O Cairo não se explica, vive-se. Mesmo em lugares que os turistas de hoje não dispensam, como o Museu Egípcio, a Mesquita de al-Azhar, o Mercado de Khan al-Khalili ou as Pirâmides de Gizé, a cidade do Cairo é uma viagem de descobertas. E com mais pirâmides à mão de semear, que vale a pena conhecer mesmo no pico do Verão.
Preparados para o Cairo
Podemos pensar que estamos preparados para o Cairo, mas nunca estamos. Se esperamos que seja uma cidade puramente africana, ficamos de queixo caído, assim que deixamos para trás o aeroporto e somos conduzidos por avenidas largas, de moradias bem tratadas, até um núcleo urbano de prédios iluminados, onde o Nilo quase não se adivinha, escondido pela noite e pelos barcos de luzes coloridas que aguardam os turistas. Se já ouvimos dizer que o Cairo é a mais europeia cidade de África, ela corta-nos a respiração, com o calor sufocante, a fina camada de areia que parece cobrir os seus edifícios, e a degradação doce de quase todos os prédios de traçado clássico.

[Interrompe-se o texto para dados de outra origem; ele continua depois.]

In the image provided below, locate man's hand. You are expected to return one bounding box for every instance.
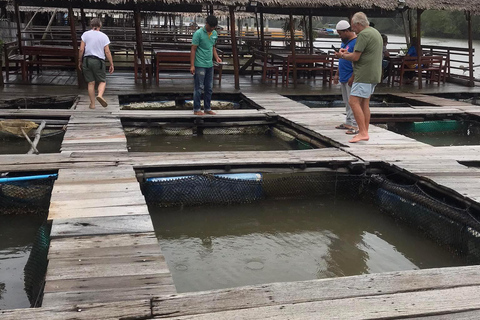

O Cairo não se explica. Em pleno Agosto, quando o mais aconselhável é fugir do Egito, o calor do meio-dia arrasa qualquer estrangeiro. Porque os egípcios, sobretudo as mulheres, agem como se não fosse nada. Escondem o corpo sob calças de ganga, camisolas justas de lycra de manga comprida, meio escondidas por túnicas ou outras camisolas, tapam os cabelos e os pés e parecem não ter uma gota de suor a sair-lhes do corpo.

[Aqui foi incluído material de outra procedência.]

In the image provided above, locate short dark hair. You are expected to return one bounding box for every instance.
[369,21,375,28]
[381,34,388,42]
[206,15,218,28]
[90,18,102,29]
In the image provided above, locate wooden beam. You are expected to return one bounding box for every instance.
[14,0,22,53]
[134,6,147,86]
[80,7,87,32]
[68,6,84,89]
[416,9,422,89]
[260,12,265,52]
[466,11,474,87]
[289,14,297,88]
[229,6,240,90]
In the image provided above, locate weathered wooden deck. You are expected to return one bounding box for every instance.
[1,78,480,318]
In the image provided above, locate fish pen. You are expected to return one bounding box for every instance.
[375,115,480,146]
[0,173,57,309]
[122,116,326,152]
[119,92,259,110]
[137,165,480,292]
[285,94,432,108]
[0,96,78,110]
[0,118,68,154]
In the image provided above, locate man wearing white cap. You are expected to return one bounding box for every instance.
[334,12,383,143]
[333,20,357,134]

As ruas estão cheias. De gente e de táxis, muitos táxis. Um amontoado de carros decrépitos, que às vezes necessitam de um empurrão para começarem a andar, conduzidos por homens sem muita esperança. A cada dez passos que se dá na rua, há pelo menos dois taxistas que fazem soar a buzina e procuram chamar a atenção, desesperados para, naquela que deve ser uma das profissões mais competitivas do país, serem eles a levar umas moedas para casa.

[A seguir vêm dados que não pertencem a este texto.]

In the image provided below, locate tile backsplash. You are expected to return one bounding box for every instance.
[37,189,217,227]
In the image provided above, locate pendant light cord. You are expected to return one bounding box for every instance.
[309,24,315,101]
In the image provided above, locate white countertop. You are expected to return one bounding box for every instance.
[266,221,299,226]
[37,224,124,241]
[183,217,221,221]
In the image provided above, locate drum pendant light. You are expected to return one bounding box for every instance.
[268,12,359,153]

Uma ida ao Egito não pode encarar o Cairo como um mero ponto de passagem a caminho da praia ou das ruínas históricas. Vale a pena deixar-se perder pelas ruas da capital, sem pressa. Caminhar pelo centro e explorar uma livraria, comer um gelado, levantar a cabeça e apreciar a decadência cativante da cidade. Depois, há destinos que não pode perder: o Museu Egípcio, por tudo, a Mesquita de al-Azhar, para perceber como estes espaços são muito mais do que um local de oração, o Mercado de Khan al-Khalili, para beber um chá de menta nas chávenas velhas do Fishawi, e as Pirâmides de Gizé que, sim, também fazem parte do Cairo.
Do Museu Egípcio à mesquita e ao mercado
É completamente alheio a qualquer lógica tentar ver o Museu Egípcio num só dia.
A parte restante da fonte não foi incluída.